BECAUSE – Every character IS terrible. The writing is OK. Tom Hardy does what he can – it’s more like he looked at his acting spectrum of excellence and went about half-way, occasionally going to burst the thermometer when in the role of the more exuberant twin Ron. Exuberant feels redundant when the one thing driving Ron to do what he does is his mental illness which is heavily hinted at as an explanation. It made me uncomfortable when others in the cinema laughed at Ron’s extrovert displays of homosexuality and violence. They do realise they’re laughing at mental illness, right? I’m not sure if this was the goal of the director – to have the fatter and more uglier twin to be a light source of humour. Boxes of pills and a psychiatrist meeting are visual reminders of where his mind is at but it was not enough! A much fuller look at the specifics of his mental illness would have been provocative and it would have helped director to succeed his goal of showing this. Tom Hardy wearing dentures and carrying guns on each side of his cloak was a delight because it was so shocking. But after a while, the violence became so common and less gorgeous.

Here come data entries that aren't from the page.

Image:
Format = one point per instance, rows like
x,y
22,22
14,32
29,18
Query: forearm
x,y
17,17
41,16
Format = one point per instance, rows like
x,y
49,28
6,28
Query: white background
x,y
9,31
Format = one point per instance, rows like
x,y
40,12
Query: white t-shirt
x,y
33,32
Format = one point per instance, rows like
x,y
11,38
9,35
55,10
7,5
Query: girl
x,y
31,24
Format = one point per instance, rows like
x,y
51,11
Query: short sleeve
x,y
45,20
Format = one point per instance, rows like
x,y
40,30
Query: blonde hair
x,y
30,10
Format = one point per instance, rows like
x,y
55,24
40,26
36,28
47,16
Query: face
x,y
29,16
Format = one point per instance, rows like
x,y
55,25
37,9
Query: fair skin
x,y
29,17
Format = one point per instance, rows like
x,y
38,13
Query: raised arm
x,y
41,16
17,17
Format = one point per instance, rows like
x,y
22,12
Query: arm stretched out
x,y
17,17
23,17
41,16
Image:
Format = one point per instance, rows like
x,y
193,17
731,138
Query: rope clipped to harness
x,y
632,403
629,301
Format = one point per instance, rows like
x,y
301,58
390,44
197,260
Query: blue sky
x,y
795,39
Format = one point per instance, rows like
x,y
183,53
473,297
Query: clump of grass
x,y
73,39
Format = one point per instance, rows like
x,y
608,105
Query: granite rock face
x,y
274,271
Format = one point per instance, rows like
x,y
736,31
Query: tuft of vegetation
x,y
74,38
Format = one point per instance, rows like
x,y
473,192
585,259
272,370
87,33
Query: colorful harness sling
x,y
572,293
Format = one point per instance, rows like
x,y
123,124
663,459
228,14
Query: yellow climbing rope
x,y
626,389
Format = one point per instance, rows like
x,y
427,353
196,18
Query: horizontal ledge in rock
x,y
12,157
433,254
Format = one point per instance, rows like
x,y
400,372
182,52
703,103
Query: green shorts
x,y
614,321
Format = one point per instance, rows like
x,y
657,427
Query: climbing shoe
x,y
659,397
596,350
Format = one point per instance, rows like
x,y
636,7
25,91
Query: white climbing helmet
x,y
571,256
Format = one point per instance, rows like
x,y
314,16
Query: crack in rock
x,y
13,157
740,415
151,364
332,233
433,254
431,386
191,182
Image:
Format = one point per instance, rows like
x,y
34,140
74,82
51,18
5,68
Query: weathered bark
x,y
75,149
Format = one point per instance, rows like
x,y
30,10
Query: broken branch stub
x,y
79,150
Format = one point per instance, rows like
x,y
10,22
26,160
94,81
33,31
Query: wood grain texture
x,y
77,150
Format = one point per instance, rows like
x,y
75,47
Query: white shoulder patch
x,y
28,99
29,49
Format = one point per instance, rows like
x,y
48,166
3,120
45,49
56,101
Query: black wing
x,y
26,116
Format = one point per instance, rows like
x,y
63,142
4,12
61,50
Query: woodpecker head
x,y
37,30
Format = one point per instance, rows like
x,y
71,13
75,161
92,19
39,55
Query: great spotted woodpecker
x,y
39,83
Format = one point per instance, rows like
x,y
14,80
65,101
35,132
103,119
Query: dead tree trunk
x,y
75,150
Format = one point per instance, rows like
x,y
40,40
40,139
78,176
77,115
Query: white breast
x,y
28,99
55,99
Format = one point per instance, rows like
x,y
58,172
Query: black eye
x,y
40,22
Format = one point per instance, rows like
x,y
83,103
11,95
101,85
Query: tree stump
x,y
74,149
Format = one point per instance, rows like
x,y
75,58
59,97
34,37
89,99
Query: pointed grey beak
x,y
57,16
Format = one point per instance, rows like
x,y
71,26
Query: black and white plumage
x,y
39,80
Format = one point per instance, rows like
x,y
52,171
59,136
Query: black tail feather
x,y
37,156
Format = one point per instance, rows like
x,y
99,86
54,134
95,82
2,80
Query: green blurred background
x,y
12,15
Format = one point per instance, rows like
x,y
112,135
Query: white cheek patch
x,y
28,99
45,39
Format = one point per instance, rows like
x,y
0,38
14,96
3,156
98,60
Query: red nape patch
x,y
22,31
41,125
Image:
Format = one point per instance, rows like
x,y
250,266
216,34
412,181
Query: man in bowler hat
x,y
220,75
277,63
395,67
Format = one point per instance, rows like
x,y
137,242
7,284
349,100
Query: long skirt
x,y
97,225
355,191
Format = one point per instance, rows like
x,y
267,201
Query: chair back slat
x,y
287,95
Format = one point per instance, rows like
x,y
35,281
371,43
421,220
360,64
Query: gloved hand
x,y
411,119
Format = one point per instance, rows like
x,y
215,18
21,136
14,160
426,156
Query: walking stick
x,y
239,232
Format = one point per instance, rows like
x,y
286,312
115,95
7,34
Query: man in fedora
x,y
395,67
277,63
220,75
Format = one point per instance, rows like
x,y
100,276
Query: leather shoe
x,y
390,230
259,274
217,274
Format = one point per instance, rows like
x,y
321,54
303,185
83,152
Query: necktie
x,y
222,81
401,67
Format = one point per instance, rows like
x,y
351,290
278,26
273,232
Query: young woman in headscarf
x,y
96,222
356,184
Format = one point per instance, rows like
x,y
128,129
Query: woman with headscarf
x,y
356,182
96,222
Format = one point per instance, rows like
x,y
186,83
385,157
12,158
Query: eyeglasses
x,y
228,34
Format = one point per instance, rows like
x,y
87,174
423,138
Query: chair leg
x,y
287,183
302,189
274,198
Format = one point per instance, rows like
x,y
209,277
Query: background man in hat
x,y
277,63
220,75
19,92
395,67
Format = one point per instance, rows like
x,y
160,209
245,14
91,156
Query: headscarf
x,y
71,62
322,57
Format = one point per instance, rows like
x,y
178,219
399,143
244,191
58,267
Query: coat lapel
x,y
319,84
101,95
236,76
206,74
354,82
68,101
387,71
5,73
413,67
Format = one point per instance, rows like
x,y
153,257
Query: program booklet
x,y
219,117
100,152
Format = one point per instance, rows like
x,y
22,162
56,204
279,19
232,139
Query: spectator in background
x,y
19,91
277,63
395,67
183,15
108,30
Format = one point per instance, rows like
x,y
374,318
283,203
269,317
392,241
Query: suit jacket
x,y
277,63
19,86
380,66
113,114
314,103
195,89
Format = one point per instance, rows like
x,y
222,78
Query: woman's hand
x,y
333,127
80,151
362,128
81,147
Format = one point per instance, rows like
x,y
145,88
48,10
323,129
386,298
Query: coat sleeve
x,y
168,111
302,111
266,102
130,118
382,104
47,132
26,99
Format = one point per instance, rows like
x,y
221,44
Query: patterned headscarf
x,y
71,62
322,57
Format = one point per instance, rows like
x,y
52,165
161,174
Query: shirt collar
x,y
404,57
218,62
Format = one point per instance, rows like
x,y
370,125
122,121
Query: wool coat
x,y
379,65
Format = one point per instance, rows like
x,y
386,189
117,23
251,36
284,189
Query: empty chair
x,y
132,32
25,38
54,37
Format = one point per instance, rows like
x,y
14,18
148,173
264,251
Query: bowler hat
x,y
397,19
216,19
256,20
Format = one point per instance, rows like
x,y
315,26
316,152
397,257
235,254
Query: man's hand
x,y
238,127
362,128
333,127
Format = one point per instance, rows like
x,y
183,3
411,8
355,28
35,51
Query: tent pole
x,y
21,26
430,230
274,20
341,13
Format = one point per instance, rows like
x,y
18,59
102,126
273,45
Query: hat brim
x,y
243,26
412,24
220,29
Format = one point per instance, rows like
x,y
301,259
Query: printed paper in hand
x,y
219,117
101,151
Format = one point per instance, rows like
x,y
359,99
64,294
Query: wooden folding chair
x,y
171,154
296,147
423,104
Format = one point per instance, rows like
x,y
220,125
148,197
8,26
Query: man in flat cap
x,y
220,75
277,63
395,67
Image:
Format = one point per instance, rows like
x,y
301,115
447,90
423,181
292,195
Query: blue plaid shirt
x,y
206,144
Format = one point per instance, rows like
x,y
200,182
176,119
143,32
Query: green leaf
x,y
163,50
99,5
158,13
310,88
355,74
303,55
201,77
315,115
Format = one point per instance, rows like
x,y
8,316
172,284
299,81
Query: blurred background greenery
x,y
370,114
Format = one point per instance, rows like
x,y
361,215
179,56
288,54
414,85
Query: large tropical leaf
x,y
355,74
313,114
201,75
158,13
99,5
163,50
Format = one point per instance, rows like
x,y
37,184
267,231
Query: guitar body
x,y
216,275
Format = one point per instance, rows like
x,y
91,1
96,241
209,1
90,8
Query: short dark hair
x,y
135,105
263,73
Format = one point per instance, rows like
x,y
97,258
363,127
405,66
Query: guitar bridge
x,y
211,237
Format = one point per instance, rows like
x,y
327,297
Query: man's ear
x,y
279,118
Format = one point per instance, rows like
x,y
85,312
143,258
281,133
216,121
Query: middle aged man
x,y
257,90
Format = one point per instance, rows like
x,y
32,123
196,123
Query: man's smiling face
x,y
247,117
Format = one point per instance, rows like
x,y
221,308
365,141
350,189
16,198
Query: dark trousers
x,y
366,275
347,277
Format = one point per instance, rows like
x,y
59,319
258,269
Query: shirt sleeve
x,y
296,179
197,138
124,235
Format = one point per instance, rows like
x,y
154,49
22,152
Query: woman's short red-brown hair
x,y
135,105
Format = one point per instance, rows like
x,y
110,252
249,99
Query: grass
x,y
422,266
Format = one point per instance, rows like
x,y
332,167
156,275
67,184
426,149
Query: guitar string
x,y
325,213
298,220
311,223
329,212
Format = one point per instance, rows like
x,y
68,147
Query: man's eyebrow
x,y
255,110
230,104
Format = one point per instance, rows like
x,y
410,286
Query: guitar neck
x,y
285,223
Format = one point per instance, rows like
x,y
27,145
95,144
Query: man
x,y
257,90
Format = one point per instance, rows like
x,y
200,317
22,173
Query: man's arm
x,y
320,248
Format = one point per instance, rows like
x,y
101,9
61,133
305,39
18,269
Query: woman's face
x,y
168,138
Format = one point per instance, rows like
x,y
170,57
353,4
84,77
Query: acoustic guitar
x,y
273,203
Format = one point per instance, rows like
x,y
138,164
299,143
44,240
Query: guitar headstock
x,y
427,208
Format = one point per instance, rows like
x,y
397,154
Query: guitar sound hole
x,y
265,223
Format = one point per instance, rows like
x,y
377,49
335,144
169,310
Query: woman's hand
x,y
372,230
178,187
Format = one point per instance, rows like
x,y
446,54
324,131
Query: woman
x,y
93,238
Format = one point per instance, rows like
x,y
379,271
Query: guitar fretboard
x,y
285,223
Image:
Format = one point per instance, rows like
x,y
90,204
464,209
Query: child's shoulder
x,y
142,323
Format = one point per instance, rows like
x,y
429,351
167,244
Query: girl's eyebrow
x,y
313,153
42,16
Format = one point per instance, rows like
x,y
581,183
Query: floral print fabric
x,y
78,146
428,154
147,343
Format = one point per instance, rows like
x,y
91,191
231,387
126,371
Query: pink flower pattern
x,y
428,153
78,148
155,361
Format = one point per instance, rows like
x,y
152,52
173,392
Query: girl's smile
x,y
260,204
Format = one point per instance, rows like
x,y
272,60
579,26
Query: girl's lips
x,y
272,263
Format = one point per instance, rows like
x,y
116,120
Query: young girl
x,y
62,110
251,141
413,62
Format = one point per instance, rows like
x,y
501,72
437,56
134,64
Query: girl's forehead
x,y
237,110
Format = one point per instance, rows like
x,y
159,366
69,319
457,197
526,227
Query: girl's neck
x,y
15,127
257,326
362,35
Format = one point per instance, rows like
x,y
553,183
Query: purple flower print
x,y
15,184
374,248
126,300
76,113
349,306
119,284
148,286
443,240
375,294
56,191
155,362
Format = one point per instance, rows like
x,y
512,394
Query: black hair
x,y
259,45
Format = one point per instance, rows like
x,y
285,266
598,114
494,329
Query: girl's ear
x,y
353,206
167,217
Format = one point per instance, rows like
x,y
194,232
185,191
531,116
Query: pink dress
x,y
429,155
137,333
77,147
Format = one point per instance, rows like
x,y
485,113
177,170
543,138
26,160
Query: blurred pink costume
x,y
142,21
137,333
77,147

Admittedly, it’s difficult to criticise a film based on real people and real HARROWING events because maybe the Kray family is the only one that can determine whether they did a good job. As someone that loves writing about movies extensively, I would say that Legend obviously worked really well to present Hardy in this dual role (ESPECIALLY IN THAT FIGHT SCENE) it really involved the audience by doing this and it transcended the usual watching of a movie because Hardy’s dual role is such an intricate thing to do so you really really do pay attention even more. Movement is super important in this movie not only physical movement forcing us to truly observe every action but in terms of the characters’ intentions, how one brother is supposedly more’stable’ than the other and the decisions they make. Like, why do we like seeing honest portrayals of family loyalty and how difficult it is?! Reggie battles his devotion to his brother and his wife and it’s sometimes shocking to believe the lengths of their crimes. Heroes and villains, good and bad become distinctively blurred that eventually you realise, just like I did: they’re all terrible.